So, I’m asking for some help with Audacity spectrogram view. The goal for my AV project is to generate a spectrogram of a specific WAV file, which was earlier generated in python, and then to save it as a PNG file. Of course, I can stick with python with some of the available spectrogram libraries. However, the thing is I absolutely love Audacity spectrogram view ever since my linguistics undergrad. It is visually gorgeous - which does matter for the project.
Unfortunately, going into Audacity and selecting spectrogram view for the wav file (and then screenshotting) is out of question - the wav file will be edited constantly in real time and I need this to work in code, not Audacity. The idea is to create en vivo shifting spectrogram based on me changing the source wav file in python (well, actually using some light designer software but that’s irrelevant).
Yes, I did check the Audacity code. But I’m more or less completely lost. I’d appreciate any amount of help: from pointing me in the right direction to helping out a bit. Once the project is done it should look very, very nice - that is, if I manage to make this work with Audacity.
Hey, thanks a lot for the answer. I’ve checked the app and it’s not quite Audacity in terms of spectrogram view. But I suppose the code might be helpful nevertheless.
But back to Audacity, how “very difficult” you think it might be? I’ve read through what I think are the spectrogram scripts. Yes, I’m lost, but I can learn. Step one is knowing if it’s theoretically feasible that I’d manage to take those scrips and make it work - you know, separate them from the Audible interface, run them by themselves while still being able to edit the spectrogram settings. I do suspect it will be hard but hearing that it’s at least possible would help me a lot. Alternatively, let me know if it is impossible - because idk, the scripts might be too closely tied to the rest of the Audacity code - so I don’t waste time on this.
Thanks ^^
EDIT: I’ve also checked Sonic Visualizer and ofc Praat, but neither of them come close to the beauty of Audacity’s spectrograms.

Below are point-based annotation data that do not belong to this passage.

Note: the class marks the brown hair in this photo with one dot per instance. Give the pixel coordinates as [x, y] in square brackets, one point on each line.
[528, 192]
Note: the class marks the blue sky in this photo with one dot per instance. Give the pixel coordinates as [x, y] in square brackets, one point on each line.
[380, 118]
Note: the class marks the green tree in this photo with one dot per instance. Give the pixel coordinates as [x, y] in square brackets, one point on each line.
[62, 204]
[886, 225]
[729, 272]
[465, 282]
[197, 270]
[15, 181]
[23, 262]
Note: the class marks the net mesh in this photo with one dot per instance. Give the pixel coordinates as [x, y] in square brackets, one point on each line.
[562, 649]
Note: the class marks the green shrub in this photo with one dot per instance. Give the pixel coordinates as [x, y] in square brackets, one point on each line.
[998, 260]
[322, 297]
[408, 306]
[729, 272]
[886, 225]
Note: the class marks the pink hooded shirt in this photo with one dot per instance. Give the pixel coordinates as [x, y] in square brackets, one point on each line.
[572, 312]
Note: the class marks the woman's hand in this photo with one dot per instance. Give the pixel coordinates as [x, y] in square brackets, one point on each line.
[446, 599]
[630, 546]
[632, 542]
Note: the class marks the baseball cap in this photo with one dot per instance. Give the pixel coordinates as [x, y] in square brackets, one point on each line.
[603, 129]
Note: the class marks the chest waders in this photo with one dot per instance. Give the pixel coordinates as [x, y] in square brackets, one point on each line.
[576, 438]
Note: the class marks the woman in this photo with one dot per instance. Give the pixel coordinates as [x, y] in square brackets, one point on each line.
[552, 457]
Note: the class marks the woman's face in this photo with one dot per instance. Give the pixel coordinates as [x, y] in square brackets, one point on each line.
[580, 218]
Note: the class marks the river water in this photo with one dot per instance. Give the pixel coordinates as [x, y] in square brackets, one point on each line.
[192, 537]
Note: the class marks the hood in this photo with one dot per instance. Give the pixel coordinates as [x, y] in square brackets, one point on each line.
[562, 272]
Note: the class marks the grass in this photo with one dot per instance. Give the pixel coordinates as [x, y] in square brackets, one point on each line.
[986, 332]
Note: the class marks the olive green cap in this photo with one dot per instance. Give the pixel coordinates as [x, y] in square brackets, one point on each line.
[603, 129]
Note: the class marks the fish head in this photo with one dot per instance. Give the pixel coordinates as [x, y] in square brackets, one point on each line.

What is it in particular that you like about Audacity’s spectrogram view? If it’s the colours, then that’s just a customization that you could make to any spectrogram plotting code. (Audacity currently provides 2 different colour maps and 2 greyscale maps, selectable with the “Scheme” setting in Spectrograms Preferences - Audacity Manual).
Audacity uses a standard FFT library, but it’s implementation is specific to Audacity’s use of blockfiles rather than a normal audio file. The implementation is very specific to Audacity’s code structure, so the only part that is really portable to other applications is the FFT library, which is pretty much the same as any other FFT library.
I can’t really point out the specifics to be fair. It’s definitely the colours as well, but I’ve managed to got those with e.g. the Librosa python library. But what I failed to get across the different python libraries is, I don’t now, the overall resolution and the structure? For instance, my profile pic is a spectrogram from Audacity. I’ve tried to plot several spectrograms with several different libraries using the same WAV source file, but never did I achieve the detailed structure present in the Audacity’s spectrogram view. The Librosa package does come fairly close in terms of colours and a few other attributes, but the resolution absolutely sucks. I’ve tried to duplicate Audacity parameters, but the result is still vastly different.
Another very valuable feature is the spectrogram settings. As I’ve said, my project is meant to end up as a projection of a spectrogram changing in time. I’ve prepared several parameters that can do this in the python code that generates the sinewave/WAV file. But the parameters in the Audacity spectrogram settings can likewise induce interesting changes. Overall, it’s hard to pinpoint what exactly I value about Audacity spectrograms since I’m judging it on a purely visually-appealing level which is not really translatable to any of the parameters. I just do know I’ve never managed to come close to them by using different apps and python packages.´
This brings me to another way of thinking. You’ve said Audacity uses a standard FFT library. In that case all I need to do is identify where it diverges from other apps (Praat, Sonic Visualizer, Friture, MatLab + all the python libraries I’ve used so far). So for starters there is this question: what do you mean by Audacity’s use of blockfiles?
When you import an audio file, Audacity copies the audio data into the project (Audacity does not operate directly on the file).
Whether imported or recorded, audio in an Audacity project is save as small chunks of data of about 1MB each. These are called blockfiles. An audio track is not one continuous file, but many of these small blockfiles. A record of where each blockfile belongs is stored as XML within the project’s database.
To create the spectrogram view, Audacity has to process each blockfile in the sequence, and must correctly handle the FFT windows at the boundaries between adjacent blocks.